Nochmal off-topic zum Politikteil:

Ich lese gerade ein Buch zur Geschichte der Meteorologie (ist echt spannender, als es klingt) und bin da über einen sehr interessanten Punkt gestolpert.
Buchdruck.
Für die Kirche war Wetter Teil des göttlichen Himmels. Darüber spricht man nicht. So sprach man darüber nur in universitären Kreisen.
Dies änderte erst der Buchdruck. Und so war es ja nicht nur beim Wetter. Die Reformationsbewegung um Jan Hus hätte sich wahrscheinlich ähnlich wie später unter Luther durchgesetzt, hätte es schon einen Buchdruck gegeben.
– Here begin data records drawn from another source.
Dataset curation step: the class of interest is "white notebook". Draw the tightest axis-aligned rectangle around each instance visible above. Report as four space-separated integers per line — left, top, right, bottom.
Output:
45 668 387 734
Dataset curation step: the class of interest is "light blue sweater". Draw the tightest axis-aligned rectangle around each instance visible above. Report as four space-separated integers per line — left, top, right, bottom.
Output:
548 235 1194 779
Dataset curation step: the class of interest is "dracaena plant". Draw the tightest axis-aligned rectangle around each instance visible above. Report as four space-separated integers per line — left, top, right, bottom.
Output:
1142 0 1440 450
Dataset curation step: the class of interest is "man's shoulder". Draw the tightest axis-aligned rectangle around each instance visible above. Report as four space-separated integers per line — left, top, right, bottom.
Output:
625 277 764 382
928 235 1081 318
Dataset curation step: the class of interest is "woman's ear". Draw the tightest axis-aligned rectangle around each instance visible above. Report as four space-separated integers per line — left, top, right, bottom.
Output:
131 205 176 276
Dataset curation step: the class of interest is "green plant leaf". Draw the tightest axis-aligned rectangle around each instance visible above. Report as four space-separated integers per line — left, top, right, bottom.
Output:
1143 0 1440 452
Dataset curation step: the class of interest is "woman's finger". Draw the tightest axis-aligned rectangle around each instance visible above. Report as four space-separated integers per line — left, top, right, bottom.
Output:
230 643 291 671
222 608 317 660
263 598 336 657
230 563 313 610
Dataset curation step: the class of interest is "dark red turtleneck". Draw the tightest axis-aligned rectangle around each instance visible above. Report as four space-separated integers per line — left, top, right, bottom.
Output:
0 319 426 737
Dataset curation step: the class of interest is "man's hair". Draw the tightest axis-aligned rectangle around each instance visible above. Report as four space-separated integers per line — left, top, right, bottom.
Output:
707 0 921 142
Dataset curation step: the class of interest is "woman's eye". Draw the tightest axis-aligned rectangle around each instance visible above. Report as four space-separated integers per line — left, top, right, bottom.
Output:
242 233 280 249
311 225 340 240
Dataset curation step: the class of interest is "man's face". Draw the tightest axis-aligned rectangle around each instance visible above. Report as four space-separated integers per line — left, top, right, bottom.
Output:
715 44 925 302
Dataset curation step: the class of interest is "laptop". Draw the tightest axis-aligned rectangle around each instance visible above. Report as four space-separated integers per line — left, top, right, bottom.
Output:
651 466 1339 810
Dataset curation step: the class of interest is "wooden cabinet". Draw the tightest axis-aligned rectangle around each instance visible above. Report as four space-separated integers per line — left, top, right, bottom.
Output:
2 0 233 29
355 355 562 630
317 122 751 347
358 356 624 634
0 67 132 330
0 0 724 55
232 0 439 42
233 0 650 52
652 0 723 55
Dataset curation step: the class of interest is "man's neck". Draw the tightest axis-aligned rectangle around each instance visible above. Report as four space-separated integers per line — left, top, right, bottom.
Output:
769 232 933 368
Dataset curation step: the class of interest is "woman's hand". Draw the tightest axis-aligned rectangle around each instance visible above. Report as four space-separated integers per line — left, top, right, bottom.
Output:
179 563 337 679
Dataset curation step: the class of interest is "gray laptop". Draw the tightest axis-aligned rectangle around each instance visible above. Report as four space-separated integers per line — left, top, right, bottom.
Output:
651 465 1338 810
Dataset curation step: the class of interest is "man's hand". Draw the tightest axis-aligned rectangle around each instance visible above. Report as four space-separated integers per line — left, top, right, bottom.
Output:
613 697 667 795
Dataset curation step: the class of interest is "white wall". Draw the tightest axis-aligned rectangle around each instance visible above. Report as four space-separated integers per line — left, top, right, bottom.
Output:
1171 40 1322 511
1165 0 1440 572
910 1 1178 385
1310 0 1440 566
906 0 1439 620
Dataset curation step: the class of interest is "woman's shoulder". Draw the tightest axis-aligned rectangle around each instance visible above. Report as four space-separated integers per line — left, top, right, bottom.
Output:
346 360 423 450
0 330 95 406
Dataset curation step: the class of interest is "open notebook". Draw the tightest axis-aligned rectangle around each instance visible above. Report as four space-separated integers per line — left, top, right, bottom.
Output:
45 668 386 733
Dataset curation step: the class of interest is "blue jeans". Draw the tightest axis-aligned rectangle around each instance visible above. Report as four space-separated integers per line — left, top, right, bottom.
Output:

Informationsverbreitung und Aufklärung waren eben nur so möglich. Und damit auch das Entstehen einer Zivilgesellschaft.

Habe dann mal gegoogelt und herausgefunden, dass in der Diskussion um den Islam und muslimische Gesellschaften Buchdruck tatsächlich ein viel diskutiertes Argument ist.
Buchdruck war in der muslimischen Welt seit 1485 verboten und erst sehr spät und schleppend fand der Buchdruck dort wieder Eingang.
Eine progressive, bildungsbürgerliche Tradition konnte dort also erst sehr spät entstehen. Zumal dann auch schon weite Teile der muslimischen Welt in ihrer Entwicklung durch die Kolonialzeit geprägt wurden.
Um die arabische Welt besser zu verstehen, könnten dies vielleicht gute Anhaltspunkte sein.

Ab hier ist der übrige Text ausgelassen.